The big limitation with this study is that all of the data used by the researchers was self-reported, which means that people may not have accurately portrayed their drinking habits. Overall, however, these results suggest that our relationship with alcohol has changed significantly compared to last year.

And another recent study published online in Addictive behavior Last June shows that our feelings of perceived threat and general psychological distress from the pandemic can fuel these changes. For this study, 754 participants (50% women) completed an online survey in mid-April. The survey asked about their alcohol use over the past month, how anxious and stressed they were about the COVID-1

9 pandemic, and whether or not participants felt that the pandemic had affected their mental health.
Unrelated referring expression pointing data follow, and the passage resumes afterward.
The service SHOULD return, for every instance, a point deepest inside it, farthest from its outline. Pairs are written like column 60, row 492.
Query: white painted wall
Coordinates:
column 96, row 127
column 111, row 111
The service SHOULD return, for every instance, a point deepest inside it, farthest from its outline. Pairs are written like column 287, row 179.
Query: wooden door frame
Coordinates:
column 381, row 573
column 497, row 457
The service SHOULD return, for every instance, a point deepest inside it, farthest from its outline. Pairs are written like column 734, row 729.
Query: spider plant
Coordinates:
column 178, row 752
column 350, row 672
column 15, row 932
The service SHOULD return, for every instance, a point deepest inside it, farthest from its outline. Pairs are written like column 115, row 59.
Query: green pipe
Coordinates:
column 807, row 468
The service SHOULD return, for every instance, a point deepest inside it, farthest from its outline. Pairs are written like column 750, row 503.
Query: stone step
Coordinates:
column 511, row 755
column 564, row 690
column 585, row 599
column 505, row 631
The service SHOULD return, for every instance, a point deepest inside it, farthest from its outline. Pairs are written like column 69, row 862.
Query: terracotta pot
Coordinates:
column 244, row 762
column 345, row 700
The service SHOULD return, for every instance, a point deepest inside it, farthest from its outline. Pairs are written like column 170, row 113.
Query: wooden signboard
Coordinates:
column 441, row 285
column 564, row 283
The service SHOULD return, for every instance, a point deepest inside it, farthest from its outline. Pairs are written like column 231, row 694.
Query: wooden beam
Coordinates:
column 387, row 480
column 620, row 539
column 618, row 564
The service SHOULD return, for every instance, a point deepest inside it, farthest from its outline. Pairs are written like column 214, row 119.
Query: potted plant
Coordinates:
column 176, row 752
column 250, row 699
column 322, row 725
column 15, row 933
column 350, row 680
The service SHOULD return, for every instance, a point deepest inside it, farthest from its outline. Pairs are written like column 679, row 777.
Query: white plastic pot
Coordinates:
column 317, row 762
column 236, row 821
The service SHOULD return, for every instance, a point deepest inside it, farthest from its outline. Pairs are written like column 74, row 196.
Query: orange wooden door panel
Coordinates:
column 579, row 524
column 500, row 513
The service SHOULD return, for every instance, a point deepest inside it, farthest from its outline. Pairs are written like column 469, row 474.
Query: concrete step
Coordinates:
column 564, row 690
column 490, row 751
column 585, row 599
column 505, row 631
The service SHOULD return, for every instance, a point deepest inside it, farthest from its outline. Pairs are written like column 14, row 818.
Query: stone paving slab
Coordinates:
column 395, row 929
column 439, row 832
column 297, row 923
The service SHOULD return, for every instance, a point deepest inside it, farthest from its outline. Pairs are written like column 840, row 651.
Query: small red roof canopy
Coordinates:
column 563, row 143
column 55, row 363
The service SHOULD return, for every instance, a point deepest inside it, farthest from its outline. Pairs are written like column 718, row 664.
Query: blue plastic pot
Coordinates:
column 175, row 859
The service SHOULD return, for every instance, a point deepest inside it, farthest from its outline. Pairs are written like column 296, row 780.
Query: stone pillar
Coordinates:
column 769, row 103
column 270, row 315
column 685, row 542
Their results showed that in men and women, the frequency of drinking reported by participants increased with increasing anxiety, stress, and distress. However, the results were far more pronounced in women than in men. For those who reported lower levels of COVID-19 stress, men generally reported drinking more alcohol than women, which is a longstanding pattern. As the stress level of women increased, however, they essentially “caught up” with the drinking level of men, explained the study’s authors.

Again, this study relies on self-reported data that may not fully reflect people’s drinking habits. However, the results here are in line with what we’ve seen in other studies and what we know about changing patterns of alcohol use in the United States

Unfortunately, this trend is not new. Although women generally drink less than men, new data from the Centers for Disease Control and Prevention (CDC) confirms that alcohol-related deaths among women and men have increased over the past decade. And previous research found that women are being admitted to the emergency room for alcohol-related problems at a rate that is significantly faster than that of men. Women already drank more and had more health effects from drinking than in the past, and the pandemic may have exacerbated this trend.

When does pandemic drinking become a problem? Technically, despite a pandemic, we should all (rude) stick to a moderate amount of alcohol, which, according to the CDC, means one drink a day for women and two drinks a day for men. Drinking more than this regularly could be a sign that you are getting into excessive drinking, which includes heavy drinking and binge drinking.

But really any increase in the amount or frequency you drink could be something to watch out for if you think it is related to COVID-19 stress, SELF previously explained. Even if you drink the same amount as before, if your drinking habits are different (like you drink earlier in the day) it could be a red flag too.

Drinking isn’t the healthiest or most effective coping mechanism out there (although it’s understandably alluring to many of us). The side effects of drinking, including hangover, can actually worsen feelings of depression and anxiety, which you may have been trying to relieve. And over-drinking has some pretty well-known negative health consequences. Hence, it is important to monitor both your drinking habits and the underlying reasons why you are reaching for a drink.

If you want to reduce your alcohol consumption, first pay attention to when, why and how much you drink. You can also make a plan of how much to drink during the week – and how to avoid over-drinking, SELF explained earlier. And if you feel like you’re leaning too heavily on alcohol right now, it might be worth developing other healthier coping mechanisms to help handle the current affairs, possibly with the help of a psychologist.